Mais qui dit partage des informations oblige aussi au partage des gains et des pertes issus des ralentissements conjoncturels, comme prévus par les accords de maintien dans l'emploi notamment pour les pertes et par les accords NAO, intéressement, participation etc. pour les gains.
- Générer de la confiance parmi ses élus et son personnel
Sur la base de ces informations, un chef d'entreprise doit toujours clarifier ses intentions tout en acceptant le conflit. Le corps social avance et progresse en s'opposant, mais ces oppositions ne doivent pas mettre en danger l'entreprise. Les enseignes de la grande distribution ont une assise économique puissante, mais quelle entreprise ou quel établissement peut aujourd'hui s'offrir le luxe de perdre 20 % de son chiffre d'affaires faute de dialogue entre les parties ? Aucun. Il faut le dire clairement : l'entreprise ne peut plus être le terrain de jeux ou l'enjeu de batailles idéologiques. Conflit et discussions exigeantes sont légitimes, mais doivent ne pas perdre de vue l'intérêt collectif du maintien et du développement.
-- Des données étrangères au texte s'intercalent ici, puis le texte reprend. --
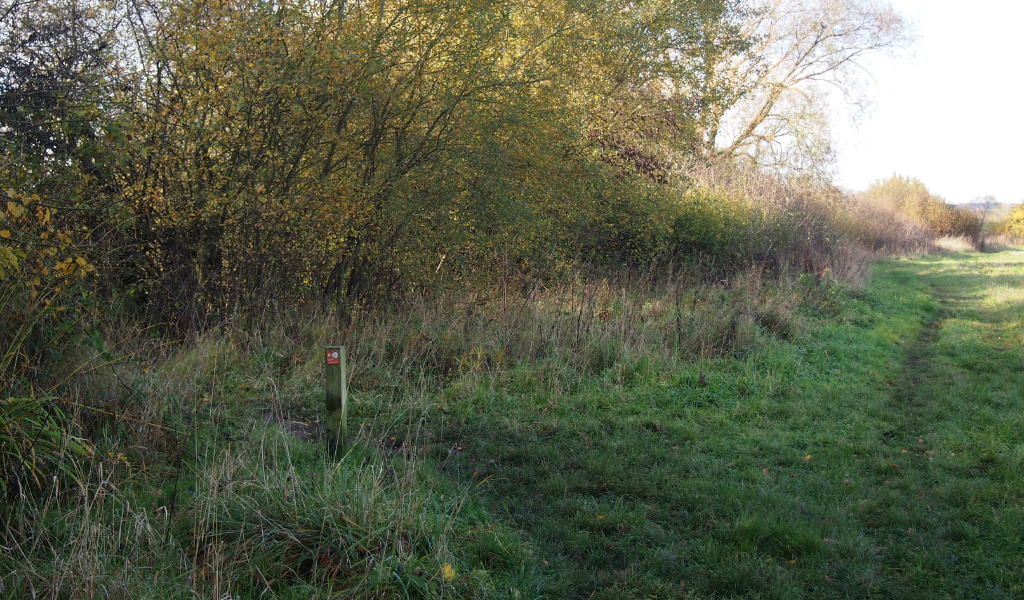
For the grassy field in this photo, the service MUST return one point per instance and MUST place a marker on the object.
(871, 448)
(880, 455)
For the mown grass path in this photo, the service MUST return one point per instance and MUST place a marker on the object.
(877, 455)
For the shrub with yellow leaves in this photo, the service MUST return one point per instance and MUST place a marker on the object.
(40, 272)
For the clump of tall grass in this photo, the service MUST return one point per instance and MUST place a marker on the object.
(250, 519)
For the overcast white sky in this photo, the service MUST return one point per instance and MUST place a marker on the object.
(952, 113)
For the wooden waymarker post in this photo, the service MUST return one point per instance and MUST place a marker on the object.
(337, 400)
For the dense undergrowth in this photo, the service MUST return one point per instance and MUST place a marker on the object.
(522, 238)
(756, 438)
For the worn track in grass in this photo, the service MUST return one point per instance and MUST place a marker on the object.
(879, 455)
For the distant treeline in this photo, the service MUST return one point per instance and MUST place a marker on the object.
(193, 162)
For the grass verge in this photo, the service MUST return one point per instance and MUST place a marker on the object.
(847, 443)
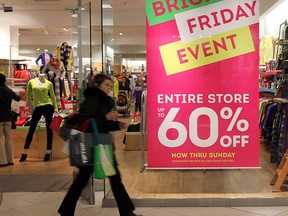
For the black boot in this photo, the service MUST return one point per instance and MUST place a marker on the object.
(23, 157)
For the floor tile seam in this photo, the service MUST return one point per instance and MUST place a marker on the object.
(260, 214)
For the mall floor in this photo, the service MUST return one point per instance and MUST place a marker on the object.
(182, 183)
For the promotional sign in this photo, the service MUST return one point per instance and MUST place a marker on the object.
(202, 83)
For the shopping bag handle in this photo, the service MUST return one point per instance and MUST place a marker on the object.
(96, 131)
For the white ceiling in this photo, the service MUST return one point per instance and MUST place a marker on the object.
(127, 16)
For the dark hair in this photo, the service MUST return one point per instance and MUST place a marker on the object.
(98, 79)
(2, 79)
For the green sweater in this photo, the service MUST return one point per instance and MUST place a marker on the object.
(39, 95)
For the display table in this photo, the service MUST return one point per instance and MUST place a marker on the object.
(38, 145)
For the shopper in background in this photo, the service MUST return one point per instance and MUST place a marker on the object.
(99, 105)
(6, 143)
(41, 93)
(124, 84)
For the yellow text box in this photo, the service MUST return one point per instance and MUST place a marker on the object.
(178, 57)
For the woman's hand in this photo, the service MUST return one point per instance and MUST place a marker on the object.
(112, 116)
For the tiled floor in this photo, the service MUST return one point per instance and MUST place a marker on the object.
(46, 204)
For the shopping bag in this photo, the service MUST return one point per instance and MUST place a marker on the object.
(56, 122)
(103, 154)
(81, 147)
(103, 161)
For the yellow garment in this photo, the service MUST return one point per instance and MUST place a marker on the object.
(266, 49)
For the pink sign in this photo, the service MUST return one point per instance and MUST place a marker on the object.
(202, 80)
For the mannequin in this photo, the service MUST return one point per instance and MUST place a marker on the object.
(66, 56)
(41, 95)
(56, 73)
(44, 57)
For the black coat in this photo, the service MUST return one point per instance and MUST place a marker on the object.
(6, 97)
(97, 104)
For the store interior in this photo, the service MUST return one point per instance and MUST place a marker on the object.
(34, 31)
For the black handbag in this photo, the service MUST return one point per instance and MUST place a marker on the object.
(75, 121)
(81, 148)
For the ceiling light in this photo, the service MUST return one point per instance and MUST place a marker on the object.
(106, 6)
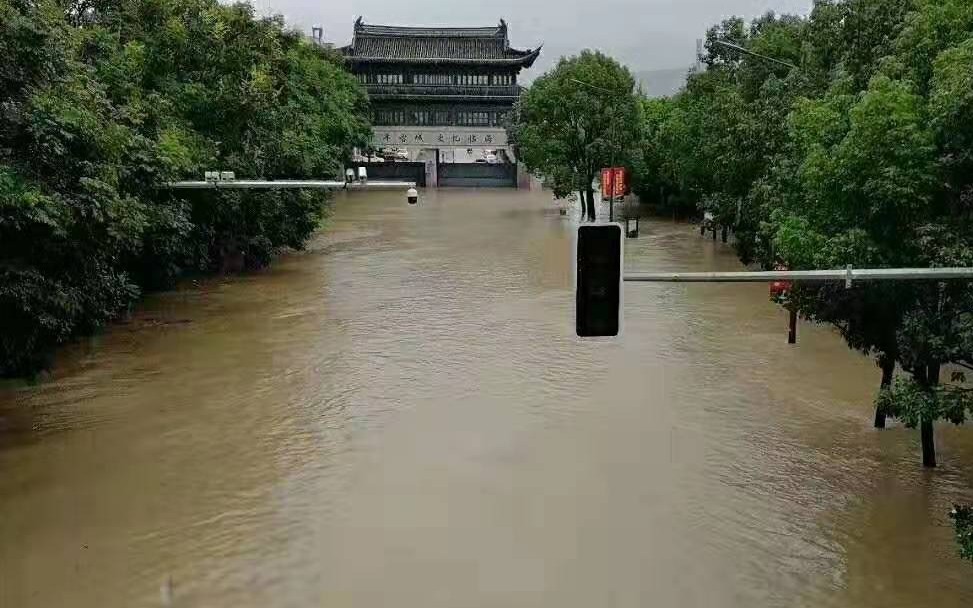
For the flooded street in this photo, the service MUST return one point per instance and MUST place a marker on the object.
(402, 416)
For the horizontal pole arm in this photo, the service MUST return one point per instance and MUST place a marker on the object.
(864, 274)
(241, 184)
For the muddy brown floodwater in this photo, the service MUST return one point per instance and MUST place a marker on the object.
(401, 416)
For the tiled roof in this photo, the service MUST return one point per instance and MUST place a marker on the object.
(383, 43)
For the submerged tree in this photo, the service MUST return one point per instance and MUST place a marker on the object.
(100, 101)
(844, 138)
(578, 118)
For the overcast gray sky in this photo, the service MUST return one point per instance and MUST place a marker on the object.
(644, 34)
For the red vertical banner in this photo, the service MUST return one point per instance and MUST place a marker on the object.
(620, 181)
(607, 176)
(614, 182)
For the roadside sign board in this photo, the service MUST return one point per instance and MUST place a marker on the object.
(599, 257)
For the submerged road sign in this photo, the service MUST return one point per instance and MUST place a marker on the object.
(599, 280)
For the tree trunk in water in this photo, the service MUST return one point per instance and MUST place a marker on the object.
(926, 424)
(591, 203)
(888, 369)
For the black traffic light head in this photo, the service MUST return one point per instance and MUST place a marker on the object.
(599, 280)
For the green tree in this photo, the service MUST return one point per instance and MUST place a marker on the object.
(104, 99)
(858, 154)
(963, 518)
(578, 118)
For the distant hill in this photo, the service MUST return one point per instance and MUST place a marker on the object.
(662, 83)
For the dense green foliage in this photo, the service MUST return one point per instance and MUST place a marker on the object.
(575, 120)
(855, 148)
(963, 518)
(101, 101)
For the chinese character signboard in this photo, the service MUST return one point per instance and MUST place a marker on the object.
(614, 182)
(446, 137)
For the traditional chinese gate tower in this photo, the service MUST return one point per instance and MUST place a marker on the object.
(443, 95)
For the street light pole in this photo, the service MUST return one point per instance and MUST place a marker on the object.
(740, 49)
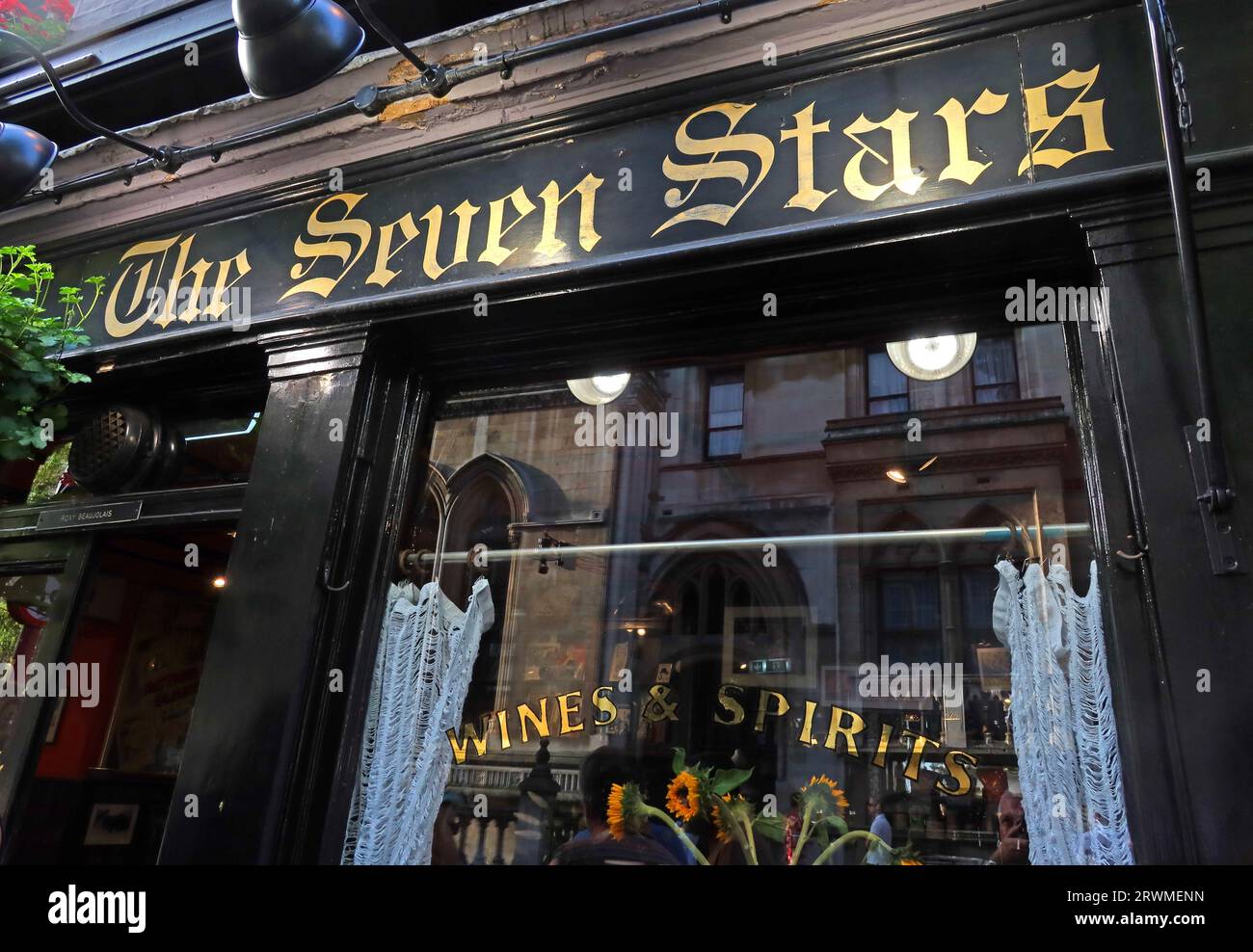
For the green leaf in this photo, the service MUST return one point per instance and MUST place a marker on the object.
(680, 760)
(771, 827)
(838, 825)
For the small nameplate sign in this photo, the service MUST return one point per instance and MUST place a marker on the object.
(86, 516)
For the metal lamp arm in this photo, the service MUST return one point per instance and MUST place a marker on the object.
(158, 154)
(433, 73)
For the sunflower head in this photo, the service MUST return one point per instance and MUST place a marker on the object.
(626, 813)
(683, 796)
(822, 796)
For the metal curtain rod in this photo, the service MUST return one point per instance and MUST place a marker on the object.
(371, 99)
(988, 534)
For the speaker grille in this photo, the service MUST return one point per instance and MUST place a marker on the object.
(107, 447)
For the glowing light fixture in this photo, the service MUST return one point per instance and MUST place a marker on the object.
(930, 358)
(597, 391)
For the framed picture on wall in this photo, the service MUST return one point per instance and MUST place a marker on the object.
(769, 647)
(112, 825)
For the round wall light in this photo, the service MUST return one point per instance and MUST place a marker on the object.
(24, 154)
(597, 391)
(288, 46)
(930, 358)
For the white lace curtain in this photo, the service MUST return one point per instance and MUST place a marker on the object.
(1064, 730)
(421, 677)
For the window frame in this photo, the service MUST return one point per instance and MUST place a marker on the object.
(709, 383)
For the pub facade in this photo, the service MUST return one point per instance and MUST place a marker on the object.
(728, 400)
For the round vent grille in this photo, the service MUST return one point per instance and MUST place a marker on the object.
(108, 447)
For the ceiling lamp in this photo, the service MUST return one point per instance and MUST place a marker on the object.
(597, 391)
(930, 358)
(288, 46)
(24, 153)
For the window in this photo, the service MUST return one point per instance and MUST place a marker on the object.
(726, 413)
(730, 612)
(995, 370)
(888, 388)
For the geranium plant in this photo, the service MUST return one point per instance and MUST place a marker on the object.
(697, 790)
(32, 345)
(41, 21)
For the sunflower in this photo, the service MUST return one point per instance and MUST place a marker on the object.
(626, 813)
(823, 796)
(683, 796)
- Faire émerger une représentation du personnel professionnalisée
Les élus du personnel et les représentants syndicaux sont aujourd'hui largement laissés à eux-mêmes, sans aucun soutien ou appui de leurs syndicats. Ils se démènent comme ils peuvent et comme ils savent et pour beaucoup avec loyauté et honnêteté, la corruption ne les concerne pas. Mais la bonne volonté ne suffit pas et les besoins de formation et d'accompagnement sont criants. Il incombe aux directions et aux comités d'entreprise de co-financer les formations de ces élus de manière à faire émerger des élus du personnel compétents et crédibles devant des salariés de plus en plus exigeants avec leur direction comme avec leurs institutions représentatives du personnel. Les salariés ne se mettront pas plus derrière des élus « fantoches » que derrière des élus « radicalisés ».
- Utiliser tous les canaux de dialogue et flux d'information
Le dialogue et les relations sociales ne doivent pas se réduire au « dialogue social » encadré par le Code du travail. Les directions doivent aussi promouvoir le dialogue et leurs échanges directs avec les salariés, le dialogue entre managers et élus du personnel, le dialogue entre élus du personnel et salariés, le dialogue entre managers, directions... L'entreprise dialoguante ne peut se réduire à un « dialogue cornérisé » au comité d'entreprise ou en négociations obligatoires.
Enfin, l'ANI du 11 janvier 2013, transposé dans la loi du 14 juin, fait un pas de plus vers le droit conventionnel avec la promotion des accords de méthode et des accords de maintien dans l'emploi. Cette porte entrouverte doit être poussée grâce à de véritables négociations d'accords d'entreprise avec suivi de leur mise en œuvre. Signer un accord c'est bien mais veiller ensemble à sa mise en application est un facteur qui doit permettre de faire converger direction, salariés et représentants du personnel vers les mêmes objectifs de performances économiques et sociales.